A pessoa ao telefone só então desligou o aparelho e virou-se em minha direção. E para meu mais completo pânico, pude rapidamente entender que era ela, a garota do metrô, que se aproximava, carregando uma expressão que misturava preocupação e malícia. Enquanto o verde de seus olhos faiscava na parda luz que cobria o ambiente, eu comecei a gritar e me debater.

"Acalme-se!", ordenou ela.

Eu estava preso a algo de metal. Uma algema. Ou seria mesmo uma lâmina enferrujada e banhada em sangue velho? Eu não poderia saber. Todo meu esforço estava em evitar que ela se aproximasse de mim. Mas era inevitável. Sua voz aguda penetrou em meu cérebro junto com o cair violento da chuva e sua mão alcançou meu braço. O toque, quente e macio, quase venceu meu desespero, mas mesmo assim eu me debatia violentamente, como um corpo convulsionando após a decaptação.

A mão dela alcançou meu pescoço e mais uma vez tive a estranha sensação de que ela deslocara minha cabeça uns 30 centímetros para a direita, antes de colocá-la outra vez no lugar. Depois disso eu me acalmei. Veloz e tacitamente um acordo foi estabelecido entre nós. Concedi a ela a permissão de manter meus pensamentos em ordem, e meus sentidos agarrados àquele ambiente. Ela falou, e desta vez seus lábios se moviam.

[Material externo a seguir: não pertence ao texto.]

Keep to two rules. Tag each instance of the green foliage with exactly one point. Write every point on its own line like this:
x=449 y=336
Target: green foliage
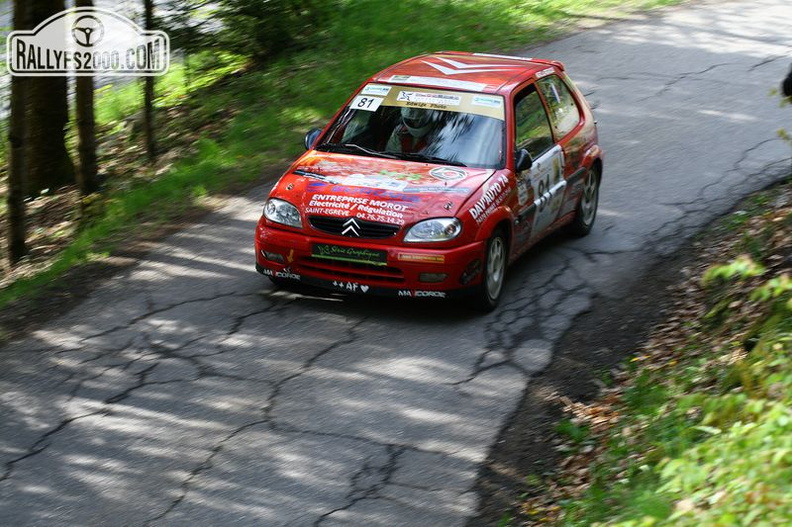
x=315 y=55
x=265 y=29
x=706 y=438
x=574 y=432
x=741 y=267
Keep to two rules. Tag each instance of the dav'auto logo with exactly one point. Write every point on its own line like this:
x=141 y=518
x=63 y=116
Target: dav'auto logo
x=86 y=41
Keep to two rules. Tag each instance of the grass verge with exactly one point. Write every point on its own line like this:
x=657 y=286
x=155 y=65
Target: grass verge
x=698 y=428
x=223 y=127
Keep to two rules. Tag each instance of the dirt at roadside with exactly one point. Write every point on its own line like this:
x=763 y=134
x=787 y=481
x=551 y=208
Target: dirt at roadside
x=598 y=342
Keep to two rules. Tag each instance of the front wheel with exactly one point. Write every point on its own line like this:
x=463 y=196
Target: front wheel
x=488 y=294
x=586 y=211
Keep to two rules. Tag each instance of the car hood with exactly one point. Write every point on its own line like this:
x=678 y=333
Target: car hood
x=376 y=189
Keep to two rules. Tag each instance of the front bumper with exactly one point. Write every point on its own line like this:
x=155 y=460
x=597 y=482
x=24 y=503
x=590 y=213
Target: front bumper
x=398 y=272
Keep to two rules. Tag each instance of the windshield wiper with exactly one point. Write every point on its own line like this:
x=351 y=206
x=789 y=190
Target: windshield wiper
x=415 y=156
x=353 y=148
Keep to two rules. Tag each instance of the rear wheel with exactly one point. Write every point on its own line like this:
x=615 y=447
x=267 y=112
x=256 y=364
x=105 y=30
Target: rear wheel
x=488 y=294
x=586 y=211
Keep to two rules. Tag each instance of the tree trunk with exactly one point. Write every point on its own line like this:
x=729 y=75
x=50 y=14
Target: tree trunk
x=16 y=159
x=48 y=162
x=148 y=92
x=87 y=173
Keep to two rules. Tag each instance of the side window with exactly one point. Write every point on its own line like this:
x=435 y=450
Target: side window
x=564 y=112
x=531 y=124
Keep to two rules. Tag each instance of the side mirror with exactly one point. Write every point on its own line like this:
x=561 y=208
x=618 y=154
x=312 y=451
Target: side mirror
x=311 y=137
x=522 y=160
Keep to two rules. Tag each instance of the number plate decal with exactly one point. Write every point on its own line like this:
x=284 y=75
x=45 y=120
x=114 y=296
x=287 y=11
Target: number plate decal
x=365 y=102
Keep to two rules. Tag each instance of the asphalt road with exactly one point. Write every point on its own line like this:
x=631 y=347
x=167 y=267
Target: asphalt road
x=189 y=391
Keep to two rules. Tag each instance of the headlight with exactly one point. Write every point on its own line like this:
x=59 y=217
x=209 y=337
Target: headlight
x=434 y=230
x=282 y=212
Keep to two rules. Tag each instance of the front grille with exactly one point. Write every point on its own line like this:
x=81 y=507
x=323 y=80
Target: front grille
x=353 y=227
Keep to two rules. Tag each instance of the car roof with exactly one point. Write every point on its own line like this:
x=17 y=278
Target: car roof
x=478 y=72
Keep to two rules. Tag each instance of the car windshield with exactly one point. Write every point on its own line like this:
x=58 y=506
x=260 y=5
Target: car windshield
x=421 y=124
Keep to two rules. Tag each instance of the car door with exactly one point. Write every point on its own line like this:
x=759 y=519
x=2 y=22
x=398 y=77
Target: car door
x=541 y=187
x=566 y=119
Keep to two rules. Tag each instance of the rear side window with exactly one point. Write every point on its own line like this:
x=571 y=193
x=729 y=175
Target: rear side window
x=564 y=112
x=531 y=124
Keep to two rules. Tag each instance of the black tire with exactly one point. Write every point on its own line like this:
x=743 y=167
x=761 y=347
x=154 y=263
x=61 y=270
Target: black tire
x=488 y=294
x=586 y=211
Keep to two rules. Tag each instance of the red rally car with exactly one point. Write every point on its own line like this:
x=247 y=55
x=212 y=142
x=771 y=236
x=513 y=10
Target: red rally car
x=436 y=174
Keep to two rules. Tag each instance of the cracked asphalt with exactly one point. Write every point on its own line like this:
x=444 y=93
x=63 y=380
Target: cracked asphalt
x=189 y=391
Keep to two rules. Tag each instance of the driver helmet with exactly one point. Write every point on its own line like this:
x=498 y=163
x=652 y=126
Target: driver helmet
x=417 y=120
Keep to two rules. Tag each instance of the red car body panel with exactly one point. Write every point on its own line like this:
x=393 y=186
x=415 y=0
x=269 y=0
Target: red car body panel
x=386 y=197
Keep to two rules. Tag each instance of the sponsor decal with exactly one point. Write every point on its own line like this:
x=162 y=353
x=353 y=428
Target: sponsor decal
x=87 y=41
x=352 y=287
x=285 y=273
x=490 y=199
x=350 y=254
x=375 y=181
x=429 y=294
x=448 y=173
x=421 y=294
x=373 y=209
x=319 y=186
x=439 y=82
x=490 y=101
x=375 y=89
x=425 y=258
x=434 y=99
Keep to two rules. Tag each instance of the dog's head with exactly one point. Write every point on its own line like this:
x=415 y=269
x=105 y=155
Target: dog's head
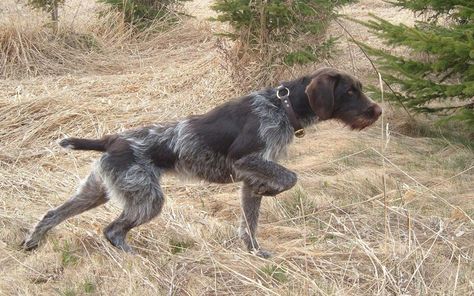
x=337 y=95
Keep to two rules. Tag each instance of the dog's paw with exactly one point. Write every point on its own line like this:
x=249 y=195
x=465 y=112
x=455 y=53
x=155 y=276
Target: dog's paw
x=29 y=244
x=262 y=253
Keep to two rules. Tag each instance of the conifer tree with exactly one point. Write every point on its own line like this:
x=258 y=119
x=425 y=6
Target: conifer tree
x=437 y=74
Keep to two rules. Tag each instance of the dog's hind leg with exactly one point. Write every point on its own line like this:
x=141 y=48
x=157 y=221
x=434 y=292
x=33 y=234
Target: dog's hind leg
x=90 y=195
x=250 y=202
x=143 y=200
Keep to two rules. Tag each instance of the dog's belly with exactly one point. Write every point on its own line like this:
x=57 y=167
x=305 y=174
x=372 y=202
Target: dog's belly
x=206 y=165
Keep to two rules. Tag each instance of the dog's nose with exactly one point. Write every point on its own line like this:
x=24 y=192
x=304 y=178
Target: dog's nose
x=377 y=110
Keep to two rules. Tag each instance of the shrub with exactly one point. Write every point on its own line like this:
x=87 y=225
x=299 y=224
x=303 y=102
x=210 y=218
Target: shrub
x=144 y=12
x=438 y=74
x=275 y=33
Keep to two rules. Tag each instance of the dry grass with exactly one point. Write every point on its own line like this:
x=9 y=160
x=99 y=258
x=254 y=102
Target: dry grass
x=342 y=231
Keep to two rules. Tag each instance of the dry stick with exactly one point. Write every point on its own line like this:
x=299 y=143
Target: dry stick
x=382 y=149
x=375 y=68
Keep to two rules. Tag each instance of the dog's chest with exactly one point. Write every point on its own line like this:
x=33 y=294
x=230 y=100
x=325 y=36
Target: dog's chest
x=275 y=130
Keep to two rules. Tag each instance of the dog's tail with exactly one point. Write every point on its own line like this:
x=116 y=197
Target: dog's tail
x=86 y=144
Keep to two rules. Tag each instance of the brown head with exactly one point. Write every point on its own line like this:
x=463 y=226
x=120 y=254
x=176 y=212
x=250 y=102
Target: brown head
x=334 y=94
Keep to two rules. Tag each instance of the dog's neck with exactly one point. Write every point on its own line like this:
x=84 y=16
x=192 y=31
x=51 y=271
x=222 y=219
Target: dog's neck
x=300 y=101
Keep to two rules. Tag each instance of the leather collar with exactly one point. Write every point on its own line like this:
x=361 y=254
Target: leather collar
x=283 y=93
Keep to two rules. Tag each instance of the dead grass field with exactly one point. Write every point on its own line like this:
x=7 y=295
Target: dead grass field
x=341 y=231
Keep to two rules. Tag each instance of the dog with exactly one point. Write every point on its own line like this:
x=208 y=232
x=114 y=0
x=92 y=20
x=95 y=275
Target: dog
x=238 y=141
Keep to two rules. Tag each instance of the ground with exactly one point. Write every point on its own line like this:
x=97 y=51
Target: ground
x=376 y=212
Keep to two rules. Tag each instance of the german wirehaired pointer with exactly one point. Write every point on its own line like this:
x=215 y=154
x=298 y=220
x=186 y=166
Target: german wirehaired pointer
x=240 y=140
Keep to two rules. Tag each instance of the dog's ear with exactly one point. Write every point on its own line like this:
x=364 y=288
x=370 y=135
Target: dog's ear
x=320 y=92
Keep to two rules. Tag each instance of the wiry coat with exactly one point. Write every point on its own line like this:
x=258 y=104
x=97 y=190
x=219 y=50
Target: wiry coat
x=240 y=140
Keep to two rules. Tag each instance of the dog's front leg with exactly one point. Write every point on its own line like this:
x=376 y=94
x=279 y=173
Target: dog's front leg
x=260 y=177
x=264 y=177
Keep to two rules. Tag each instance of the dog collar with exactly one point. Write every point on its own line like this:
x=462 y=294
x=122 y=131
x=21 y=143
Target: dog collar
x=283 y=93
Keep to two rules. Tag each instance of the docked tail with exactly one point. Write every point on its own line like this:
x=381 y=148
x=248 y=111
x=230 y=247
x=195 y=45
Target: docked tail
x=86 y=144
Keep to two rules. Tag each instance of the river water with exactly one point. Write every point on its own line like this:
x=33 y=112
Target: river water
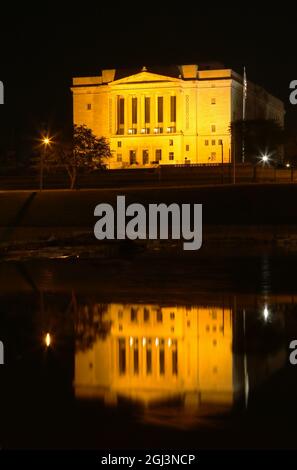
x=148 y=353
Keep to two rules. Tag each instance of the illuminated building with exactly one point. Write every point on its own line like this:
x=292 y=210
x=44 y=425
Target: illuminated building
x=177 y=115
x=154 y=354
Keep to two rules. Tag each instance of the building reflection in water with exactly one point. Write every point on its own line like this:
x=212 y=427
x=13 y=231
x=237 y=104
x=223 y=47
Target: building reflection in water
x=158 y=355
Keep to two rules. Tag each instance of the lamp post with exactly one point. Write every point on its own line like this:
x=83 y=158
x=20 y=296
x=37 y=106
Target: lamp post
x=45 y=142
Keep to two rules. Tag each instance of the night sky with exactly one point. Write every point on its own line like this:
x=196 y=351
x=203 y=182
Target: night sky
x=42 y=49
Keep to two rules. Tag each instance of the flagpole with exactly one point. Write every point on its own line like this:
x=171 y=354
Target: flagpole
x=244 y=97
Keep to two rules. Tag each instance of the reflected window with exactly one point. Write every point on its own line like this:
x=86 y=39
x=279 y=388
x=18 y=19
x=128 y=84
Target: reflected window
x=174 y=358
x=136 y=357
x=159 y=316
x=122 y=356
x=149 y=359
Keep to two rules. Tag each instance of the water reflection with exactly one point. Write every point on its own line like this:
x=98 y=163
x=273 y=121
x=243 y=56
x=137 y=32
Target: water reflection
x=194 y=359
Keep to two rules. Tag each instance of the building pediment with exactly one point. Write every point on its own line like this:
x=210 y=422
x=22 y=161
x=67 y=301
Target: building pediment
x=144 y=77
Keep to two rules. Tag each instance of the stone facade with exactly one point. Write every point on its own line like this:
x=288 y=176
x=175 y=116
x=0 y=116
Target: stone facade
x=179 y=116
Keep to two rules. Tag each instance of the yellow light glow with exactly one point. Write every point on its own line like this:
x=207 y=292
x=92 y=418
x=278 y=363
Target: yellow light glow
x=48 y=340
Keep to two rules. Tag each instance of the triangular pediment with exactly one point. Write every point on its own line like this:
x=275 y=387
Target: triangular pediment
x=144 y=77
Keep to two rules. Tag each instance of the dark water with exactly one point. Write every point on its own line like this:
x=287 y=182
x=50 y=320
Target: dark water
x=98 y=355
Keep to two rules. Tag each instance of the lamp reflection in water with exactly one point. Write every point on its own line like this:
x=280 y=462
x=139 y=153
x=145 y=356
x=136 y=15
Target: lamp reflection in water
x=156 y=355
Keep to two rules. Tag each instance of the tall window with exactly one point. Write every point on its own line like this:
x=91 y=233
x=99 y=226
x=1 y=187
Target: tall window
x=160 y=108
x=162 y=358
x=134 y=110
x=145 y=157
x=121 y=115
x=147 y=110
x=172 y=108
x=133 y=157
x=122 y=355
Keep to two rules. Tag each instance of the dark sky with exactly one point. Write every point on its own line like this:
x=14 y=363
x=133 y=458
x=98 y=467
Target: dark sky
x=42 y=48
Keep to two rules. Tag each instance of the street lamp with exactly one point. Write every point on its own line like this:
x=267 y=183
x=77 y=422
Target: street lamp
x=46 y=141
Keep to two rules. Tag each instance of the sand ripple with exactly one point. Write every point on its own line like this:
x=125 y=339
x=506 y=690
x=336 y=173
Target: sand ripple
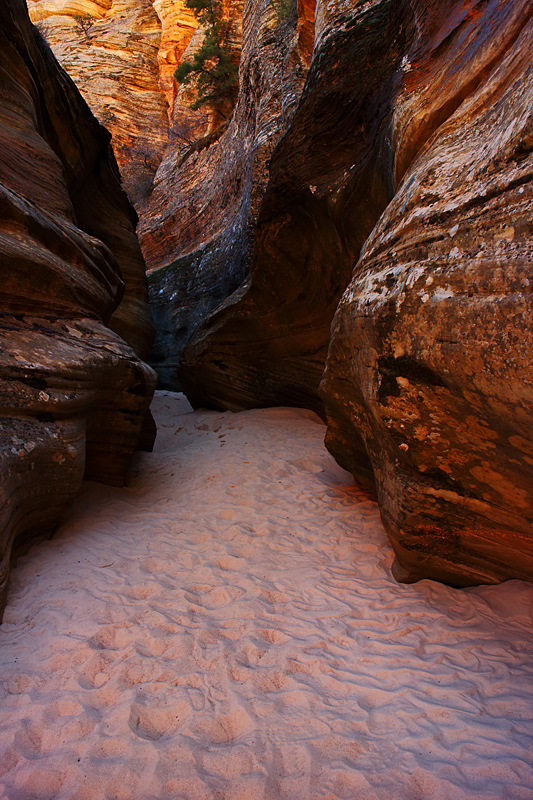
x=227 y=628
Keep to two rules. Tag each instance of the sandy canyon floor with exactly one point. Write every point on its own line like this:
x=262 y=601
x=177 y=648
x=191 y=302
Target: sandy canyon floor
x=227 y=628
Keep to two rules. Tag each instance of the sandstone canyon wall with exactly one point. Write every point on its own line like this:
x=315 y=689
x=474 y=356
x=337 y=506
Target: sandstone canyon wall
x=371 y=198
x=398 y=178
x=113 y=59
x=73 y=392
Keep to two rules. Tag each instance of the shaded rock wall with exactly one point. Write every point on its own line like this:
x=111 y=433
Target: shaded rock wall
x=73 y=393
x=205 y=210
x=114 y=62
x=422 y=157
x=430 y=360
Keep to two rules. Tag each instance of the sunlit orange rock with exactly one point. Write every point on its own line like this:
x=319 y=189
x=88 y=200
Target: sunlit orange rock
x=110 y=48
x=428 y=381
x=407 y=162
x=73 y=393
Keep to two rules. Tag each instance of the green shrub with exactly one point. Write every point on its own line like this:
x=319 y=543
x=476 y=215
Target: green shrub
x=211 y=66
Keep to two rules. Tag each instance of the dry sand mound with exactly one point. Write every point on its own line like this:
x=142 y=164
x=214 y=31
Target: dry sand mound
x=227 y=628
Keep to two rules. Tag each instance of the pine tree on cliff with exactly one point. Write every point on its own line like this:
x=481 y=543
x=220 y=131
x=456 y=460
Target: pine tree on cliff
x=211 y=66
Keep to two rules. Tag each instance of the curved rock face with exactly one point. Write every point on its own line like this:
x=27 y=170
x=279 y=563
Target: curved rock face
x=110 y=48
x=73 y=394
x=422 y=155
x=205 y=209
x=267 y=344
x=429 y=369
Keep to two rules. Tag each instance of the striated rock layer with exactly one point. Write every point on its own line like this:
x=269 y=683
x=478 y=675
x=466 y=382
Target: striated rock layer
x=412 y=139
x=73 y=393
x=111 y=48
x=429 y=370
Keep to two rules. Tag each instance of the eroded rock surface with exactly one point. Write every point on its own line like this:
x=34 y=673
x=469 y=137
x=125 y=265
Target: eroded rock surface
x=73 y=393
x=110 y=48
x=412 y=140
x=429 y=370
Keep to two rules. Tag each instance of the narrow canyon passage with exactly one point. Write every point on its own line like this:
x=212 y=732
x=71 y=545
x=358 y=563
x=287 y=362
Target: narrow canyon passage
x=227 y=627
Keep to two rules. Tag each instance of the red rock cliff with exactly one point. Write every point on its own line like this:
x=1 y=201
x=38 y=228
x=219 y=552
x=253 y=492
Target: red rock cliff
x=73 y=393
x=405 y=175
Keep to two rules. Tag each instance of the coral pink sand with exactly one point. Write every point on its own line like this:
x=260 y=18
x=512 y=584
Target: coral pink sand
x=227 y=628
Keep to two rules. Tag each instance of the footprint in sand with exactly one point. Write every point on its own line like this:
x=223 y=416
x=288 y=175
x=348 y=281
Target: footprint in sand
x=34 y=739
x=274 y=636
x=158 y=715
x=112 y=637
x=94 y=672
x=18 y=684
x=216 y=597
x=226 y=728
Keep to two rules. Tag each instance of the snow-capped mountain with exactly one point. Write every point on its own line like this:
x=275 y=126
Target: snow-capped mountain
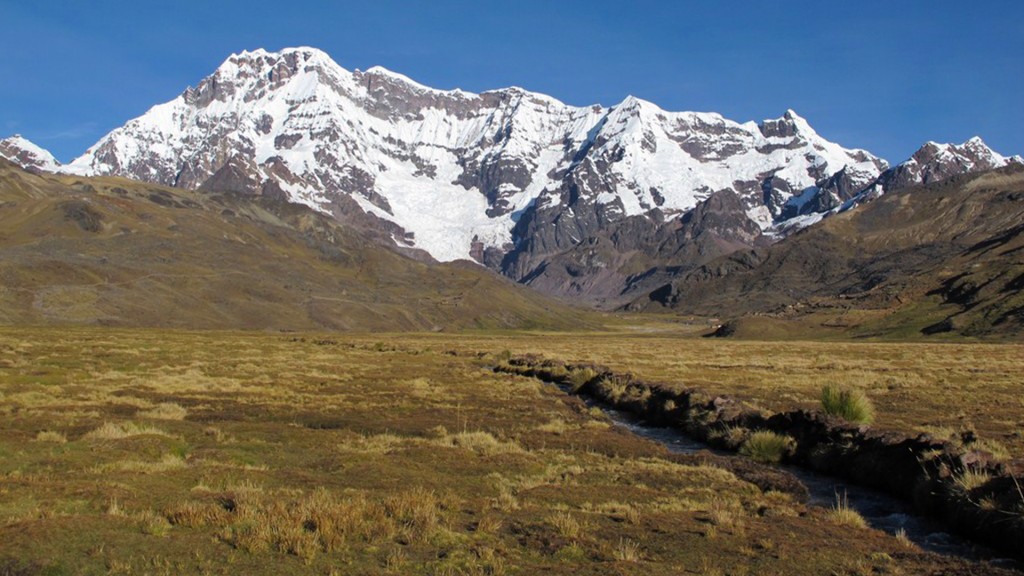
x=26 y=154
x=932 y=163
x=457 y=170
x=582 y=201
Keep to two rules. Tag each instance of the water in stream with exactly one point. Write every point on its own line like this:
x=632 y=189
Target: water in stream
x=881 y=510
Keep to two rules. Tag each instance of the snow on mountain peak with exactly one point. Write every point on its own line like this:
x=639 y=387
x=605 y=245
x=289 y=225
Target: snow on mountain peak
x=452 y=169
x=26 y=154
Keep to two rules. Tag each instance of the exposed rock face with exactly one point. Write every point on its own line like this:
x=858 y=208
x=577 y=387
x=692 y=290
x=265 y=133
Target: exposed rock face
x=932 y=163
x=509 y=177
x=939 y=257
x=588 y=202
x=27 y=155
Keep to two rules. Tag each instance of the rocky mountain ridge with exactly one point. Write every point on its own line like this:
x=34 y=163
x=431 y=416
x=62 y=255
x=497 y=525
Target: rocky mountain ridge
x=587 y=202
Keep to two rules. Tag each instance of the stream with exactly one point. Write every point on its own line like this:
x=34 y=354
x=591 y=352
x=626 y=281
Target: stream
x=879 y=509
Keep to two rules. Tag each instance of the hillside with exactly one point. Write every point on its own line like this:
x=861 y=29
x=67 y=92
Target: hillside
x=112 y=251
x=939 y=258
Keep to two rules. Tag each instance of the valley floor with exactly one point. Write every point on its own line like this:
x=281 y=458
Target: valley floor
x=166 y=452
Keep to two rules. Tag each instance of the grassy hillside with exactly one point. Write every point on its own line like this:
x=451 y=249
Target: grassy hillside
x=110 y=251
x=945 y=258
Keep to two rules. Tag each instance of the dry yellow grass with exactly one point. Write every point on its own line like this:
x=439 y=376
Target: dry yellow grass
x=265 y=453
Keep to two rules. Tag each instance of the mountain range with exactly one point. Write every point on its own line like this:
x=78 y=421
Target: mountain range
x=118 y=252
x=602 y=205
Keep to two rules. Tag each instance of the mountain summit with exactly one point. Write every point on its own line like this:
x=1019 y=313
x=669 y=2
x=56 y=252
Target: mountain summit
x=454 y=168
x=588 y=201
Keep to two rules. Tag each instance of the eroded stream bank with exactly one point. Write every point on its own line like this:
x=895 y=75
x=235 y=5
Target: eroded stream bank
x=915 y=475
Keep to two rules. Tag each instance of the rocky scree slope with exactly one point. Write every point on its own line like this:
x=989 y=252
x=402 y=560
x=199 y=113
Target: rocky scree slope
x=943 y=257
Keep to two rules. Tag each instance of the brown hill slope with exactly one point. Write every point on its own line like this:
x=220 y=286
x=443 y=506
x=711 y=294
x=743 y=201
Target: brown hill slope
x=118 y=252
x=940 y=258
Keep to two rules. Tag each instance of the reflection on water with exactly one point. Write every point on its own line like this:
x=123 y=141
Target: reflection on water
x=881 y=510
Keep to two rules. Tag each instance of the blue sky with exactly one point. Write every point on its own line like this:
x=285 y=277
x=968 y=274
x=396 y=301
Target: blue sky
x=883 y=76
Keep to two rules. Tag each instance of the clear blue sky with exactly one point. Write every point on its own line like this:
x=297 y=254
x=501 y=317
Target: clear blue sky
x=884 y=76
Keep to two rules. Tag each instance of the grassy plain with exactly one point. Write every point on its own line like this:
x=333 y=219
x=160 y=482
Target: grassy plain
x=166 y=452
x=941 y=388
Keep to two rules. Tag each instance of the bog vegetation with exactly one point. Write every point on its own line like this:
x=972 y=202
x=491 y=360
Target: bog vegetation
x=163 y=452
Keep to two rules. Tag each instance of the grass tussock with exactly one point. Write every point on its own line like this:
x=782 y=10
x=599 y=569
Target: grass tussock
x=628 y=550
x=580 y=377
x=122 y=430
x=565 y=525
x=165 y=411
x=320 y=522
x=52 y=437
x=851 y=405
x=843 y=515
x=767 y=447
x=969 y=479
x=480 y=442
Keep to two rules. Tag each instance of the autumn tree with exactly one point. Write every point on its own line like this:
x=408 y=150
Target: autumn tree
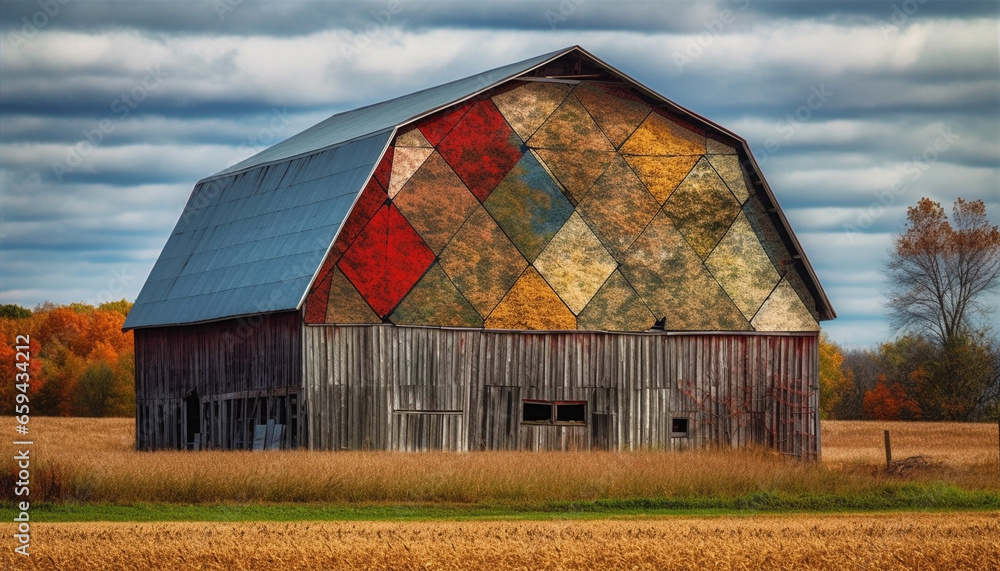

"Alexandre, agora tudo vai ficar bem. Você despertou. Conseguiu atravessar os escuros domínios dos seus pesadelos e chegou aqui. Você certamente ainda não entende o que estou te dizendo, mas tente relaxar por um momento e poderemos conversar melhor. Meu nome é Simone. Eu vou te ajudar no processo de readaptação."

Ela tinha razão. Eu não estava entendendo nada. O que começara como um pesadelo muito real já estava tomando proporções bizarras demais. Onde eu estava? Onde estava minha casa, minha família, meus amigos? O que realmente acontecera e o que fora sonho?

"São perguntas demais, eu sei.", disse Simone, como se tivesse ouvido meus questionamentos. "Essa conversa será longa. Você pode organizar as perguntas e fazê-las todas, uma a uma."

Concentrei-me e falei, como se nunca tivesse falado em minha vida. Cada palavra que eu pronunciava era um novo universo a minha frente, e muitas delas eram ainda sem sentido.

"Onde estou?"

"Está no centro de São Paulo. Mais precisamente num prédio encravado na Avenida Ipiranga. Consegue se lembrar do centro, da avenida?"

Balancei a cabeça afirmativamente. "Sim. O que aconteceu comigo?"

"Essa resposta ainda é muito complicada pra ser dita de uma só vez. Mas posso te dizer que você rompeu uma barreira enquanto teve aquele sonho. Com a velha."

"Como você sabe sobre..."

"Eu estava lá, Alexandre. Eu vi acontecer."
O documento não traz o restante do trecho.